Closed DRMacIver closed 1 year ago

DRMacIver commented 1 year ago

Consider for example reversed(sorted(xs, key=lambda x: 0)). The original form will return the reverse of xs, while the refactored form will return xs, as timsort is a stable sort.

Unclear whether this matters, I just spotted it while working on #69 and thought I would raise it as it's a similar category of issue.

Zac-HD commented 1 year ago

Yeah, let's exclude reverse= as well as key=.
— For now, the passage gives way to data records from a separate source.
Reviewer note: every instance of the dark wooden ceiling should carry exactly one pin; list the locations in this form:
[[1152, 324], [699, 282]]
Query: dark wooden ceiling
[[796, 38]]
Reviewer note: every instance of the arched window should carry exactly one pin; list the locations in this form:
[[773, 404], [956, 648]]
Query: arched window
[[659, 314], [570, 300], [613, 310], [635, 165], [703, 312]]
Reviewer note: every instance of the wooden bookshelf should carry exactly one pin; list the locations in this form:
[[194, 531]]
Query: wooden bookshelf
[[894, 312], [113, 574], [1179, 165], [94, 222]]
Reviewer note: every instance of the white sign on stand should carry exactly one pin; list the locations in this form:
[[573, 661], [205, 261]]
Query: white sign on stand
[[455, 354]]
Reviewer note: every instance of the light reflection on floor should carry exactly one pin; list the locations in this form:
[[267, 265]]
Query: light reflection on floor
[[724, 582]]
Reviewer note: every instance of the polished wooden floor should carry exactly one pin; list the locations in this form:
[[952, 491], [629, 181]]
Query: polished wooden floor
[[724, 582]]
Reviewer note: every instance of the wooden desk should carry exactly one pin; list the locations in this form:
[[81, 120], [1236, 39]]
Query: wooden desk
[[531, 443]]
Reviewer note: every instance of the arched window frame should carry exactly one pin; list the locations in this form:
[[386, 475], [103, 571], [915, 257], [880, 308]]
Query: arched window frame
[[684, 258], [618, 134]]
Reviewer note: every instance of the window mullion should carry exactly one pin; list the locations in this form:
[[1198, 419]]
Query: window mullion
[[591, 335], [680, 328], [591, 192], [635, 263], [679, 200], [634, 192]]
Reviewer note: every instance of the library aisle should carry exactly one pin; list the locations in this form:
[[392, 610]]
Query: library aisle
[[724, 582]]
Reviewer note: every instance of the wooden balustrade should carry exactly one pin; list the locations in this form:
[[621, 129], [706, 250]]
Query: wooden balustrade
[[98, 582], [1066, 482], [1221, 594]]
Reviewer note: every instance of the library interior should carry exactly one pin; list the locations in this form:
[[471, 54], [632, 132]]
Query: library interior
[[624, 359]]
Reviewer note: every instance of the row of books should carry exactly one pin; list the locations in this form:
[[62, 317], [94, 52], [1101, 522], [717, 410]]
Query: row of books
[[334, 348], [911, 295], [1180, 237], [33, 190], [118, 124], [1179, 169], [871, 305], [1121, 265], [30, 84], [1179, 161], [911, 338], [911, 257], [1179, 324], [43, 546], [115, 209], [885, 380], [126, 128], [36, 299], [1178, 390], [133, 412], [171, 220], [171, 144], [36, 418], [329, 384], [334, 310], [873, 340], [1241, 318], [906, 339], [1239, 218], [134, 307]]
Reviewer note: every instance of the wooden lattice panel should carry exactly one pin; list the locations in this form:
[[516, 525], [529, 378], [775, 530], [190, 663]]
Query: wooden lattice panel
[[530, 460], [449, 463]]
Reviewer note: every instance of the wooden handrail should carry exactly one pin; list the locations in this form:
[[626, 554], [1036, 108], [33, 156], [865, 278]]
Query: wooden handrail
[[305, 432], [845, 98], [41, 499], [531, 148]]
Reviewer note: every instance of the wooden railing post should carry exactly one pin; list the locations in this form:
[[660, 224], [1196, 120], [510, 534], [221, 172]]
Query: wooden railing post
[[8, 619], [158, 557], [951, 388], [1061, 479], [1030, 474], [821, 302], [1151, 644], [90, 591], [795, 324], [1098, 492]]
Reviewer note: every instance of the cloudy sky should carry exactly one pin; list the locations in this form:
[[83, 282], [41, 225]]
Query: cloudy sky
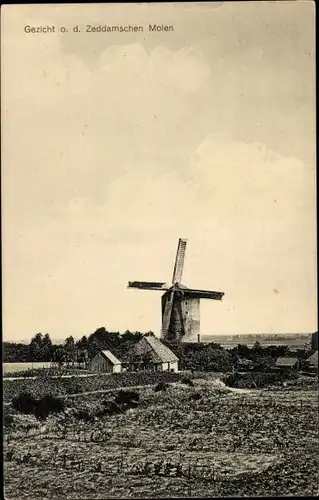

DRMacIver commented 1 year ago

Sorry, I think that's a different problem and my mention of key= is distracting. This problem can be seen with a vanilla sort for anything where stability of sort matters, it's just easier to demonstrate those with key based sorts, but e.g. you can see this difference with sorted(xs) where xs = [[], [], [], []] or anything else where identity of the individual elements matters. reversed(sorted(xs)) will reverse that list, but sorted(xs, reverse=True) will leave it in the original order.

Zac-HD commented 1 year ago

I see, yeah... identity-sensitive sorting seems rare enough relative to naive use that I'm inclined to keep this unsafe refactoring until someone reports it causing a problem. At that point maybe we add a separate --unsafe option?

DRMacIver commented 1 year ago

Hmm it's not really about identity though, it's about anything where you care about a stronger level of equality than x <= y and not x < y. e.g. consider the following:

from functools import total_ordering

@total_ordering
class CaseInsensitive:
    def __init__(self, value):
        self.value = value

    def __eq__(self, other):
        if not isinstance(other, CaseInsensitive):
            return NotImplemented
        return self.value == other.value

    def __lt__(self, other):
        if not isinstance(other, CaseInsensitive):
            return NotImplemented
        return self.value.casefold() < other.value.casefold()

    def __repr__(self):
        return repr(self.value)

if __name__ == '__main__':
    xs = list(map(CaseInsensitive, [
        "FOO", "foo"
    ]))

    print(list(reversed(sorted(xs))))
    print(sorted(xs, reverse=True))

This will print:

['foo', 'FOO']
['FOO', 'foo']

In general, sort stability is considered an important feature of the sorting API, and it feels weird to casually violate that just because it usually doesn't matter much, especially given how subtle the bugs where it matters are.